In the past decade the term big data has gone from something that we would need to explain the meaning of to our friends, through to it gracing the front page of newspapers across the world. It is no longer a niche, it is instead the established norm. It went from just entering the ‘peak of inflated expectations’ in 2013 to having gone through the entire process by 2015, which shows not only the pace of change within the technology, but the readiness to adopt it throughout the world.
This has seen huge changes in how the concept of big data is perceived, and the increased market for it has meant that the speed of change has only increased as there is more money around to invest in these technologies and an increasing number of people working in the area.
Those who have been riding the wave have seen the positives of this, with the average wage of a data scientist in the US currently sitting at $120,000, compared to the national average of $72,824 for those with an advanced degree and $51,939 for the average US worker. There have also been thousands of companies created to deal with the increased demand for data, from companies tasked with cleaning up a database, through to those offering outsourced data analysis. However, this speed of development and spread across a vast swathes of the world is causing a number of issues.
The biggest is that there is already a skills gap due to the lack of qualified data scientists and when people come out of college into their first job, what they have been studying, although still applicable to data science, is unlikely to give them the kind of technical skills they need to succeed. It means that there needs to be further training to get people up to speed with current technologies and practices. It means that, realistically, courses will need to give graduates a strong grounding in the foundations of data science so that they can learn the technical elements on the job. This slows down the process of on-boarding and software mastery.

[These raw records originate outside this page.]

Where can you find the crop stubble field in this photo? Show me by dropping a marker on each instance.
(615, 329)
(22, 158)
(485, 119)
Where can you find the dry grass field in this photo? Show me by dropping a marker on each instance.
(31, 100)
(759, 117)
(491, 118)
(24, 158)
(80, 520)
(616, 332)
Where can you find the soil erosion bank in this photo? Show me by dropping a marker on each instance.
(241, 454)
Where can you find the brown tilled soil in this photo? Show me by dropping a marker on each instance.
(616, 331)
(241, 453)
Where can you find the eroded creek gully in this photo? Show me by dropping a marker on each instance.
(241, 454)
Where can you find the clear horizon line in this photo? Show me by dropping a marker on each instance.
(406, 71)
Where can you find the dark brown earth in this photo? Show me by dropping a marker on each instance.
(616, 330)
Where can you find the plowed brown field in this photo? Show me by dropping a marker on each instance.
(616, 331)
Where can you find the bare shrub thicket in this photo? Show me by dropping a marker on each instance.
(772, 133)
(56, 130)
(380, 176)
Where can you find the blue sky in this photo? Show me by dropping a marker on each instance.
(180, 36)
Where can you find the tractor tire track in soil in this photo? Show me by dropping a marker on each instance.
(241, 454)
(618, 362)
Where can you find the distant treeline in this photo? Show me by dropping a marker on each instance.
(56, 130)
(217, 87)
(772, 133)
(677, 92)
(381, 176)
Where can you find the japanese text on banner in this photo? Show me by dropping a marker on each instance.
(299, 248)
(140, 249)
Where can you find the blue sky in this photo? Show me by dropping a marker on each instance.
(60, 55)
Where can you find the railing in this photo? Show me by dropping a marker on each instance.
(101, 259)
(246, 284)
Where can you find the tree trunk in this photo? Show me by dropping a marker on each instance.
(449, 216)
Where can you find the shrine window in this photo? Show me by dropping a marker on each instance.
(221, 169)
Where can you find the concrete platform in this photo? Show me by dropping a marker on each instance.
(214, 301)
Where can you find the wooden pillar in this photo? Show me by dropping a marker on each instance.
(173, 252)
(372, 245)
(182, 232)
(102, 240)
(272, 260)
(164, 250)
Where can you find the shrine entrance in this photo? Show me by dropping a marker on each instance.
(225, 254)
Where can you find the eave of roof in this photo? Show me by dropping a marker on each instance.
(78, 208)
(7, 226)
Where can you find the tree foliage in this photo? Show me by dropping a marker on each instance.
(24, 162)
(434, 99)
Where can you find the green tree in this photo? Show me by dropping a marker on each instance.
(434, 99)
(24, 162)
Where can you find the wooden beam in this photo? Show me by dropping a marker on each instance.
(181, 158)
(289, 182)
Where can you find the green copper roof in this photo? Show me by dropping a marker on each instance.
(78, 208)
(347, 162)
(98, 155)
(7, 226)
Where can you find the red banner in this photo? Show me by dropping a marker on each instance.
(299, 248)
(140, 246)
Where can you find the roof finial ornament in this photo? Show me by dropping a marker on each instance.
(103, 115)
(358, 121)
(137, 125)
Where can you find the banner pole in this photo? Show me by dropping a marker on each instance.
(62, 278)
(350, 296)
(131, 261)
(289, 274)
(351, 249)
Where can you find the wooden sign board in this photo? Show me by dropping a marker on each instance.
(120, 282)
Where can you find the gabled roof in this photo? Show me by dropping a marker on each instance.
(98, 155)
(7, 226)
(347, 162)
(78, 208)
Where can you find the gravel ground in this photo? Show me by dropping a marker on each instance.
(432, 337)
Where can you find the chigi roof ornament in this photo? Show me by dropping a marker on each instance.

Similarly, the speed of growth has also meant that companies are increasingly overpromising and underdelivering. With an increase in opportunities for new companies the market has become saturated and competition for contracts has made what was once blue ocean into red. This damages the spread of data within companies, as when company leaders are promised that they will get the world instantly, but then they get considerably less, they are unlikely to jump in further. With this increased competition companies are frequently sold services that they don’t need, further damaging the reputation of the wider data community.
It is a similar situation that CRM systems found in the early 1990’s, where companies vastly overpromised on what they could do, meaning that millions of companies invested in them only to find that employees rebelled against them, databases were completely muddled, and they still have a huge bill. It is not to say that they haven’t been successful since, as the total spent on CRM software was $26.3 billion in 2015, up 12.3% on the previous 12 months. However, according to a report from C5 Insight, 30% of all CRM implementations still fail today.
Data led initiatives may end up having a considerably more complex relationship with success than CRMs too, given that it is a considerably more technical and complicated process than CRMs. A successful data led initiative needs to include one or more data experts, either from the client side or vendor side, a job title that is currently fairly scarce. This means that vendor side data scientists will be stretched thinner as the vendor increases the number of clients and on the client side, they will struggle to find people in the first place.
Big data is going to grow even further and perhaps even more rapidly in the future. It is certainly not yet at saturation point, but the pace of change and the demand for faster, better technologies means companies are investing an increasingly unsustainable sums under the mistaken impression that it’s a magic cure to any business issues. The IDC predicts that big data spend will reach $150 billion in 2017, up 12.4% over 2016. Companies are soon going to realize that after the big wins, the same investment will not have the same results. For instance, where an additional $1 million funding would initially have an ROI of $4 million, it may only have $2 million when you increase it again.
There is also an issue surrounding data stewardship, with the pace of change meaning the legislative bodies who need to set and oversee new laws often cannot keep up with the changing environments. For instance, the Data Protection Act in the UK was written in 1998 and in the US there is no federal law, with state laws being used to fill the gap and in many cases the The Federal Trade Commission Act being awkwardly applied to data protection with no formal framework. Although companies have a duty to keep data safe (and most do so with due diligence) the reality is that unless pushed to do so, many companies will presume data theft won’t happen to them and simply opt for the cheapest option.
Data science has been one of the most important developments of the past decade and the speed of change within it has been impressive. However, this pace of change has created challenges, the big question is whether moving forward so quickly may eventually end up holding it back.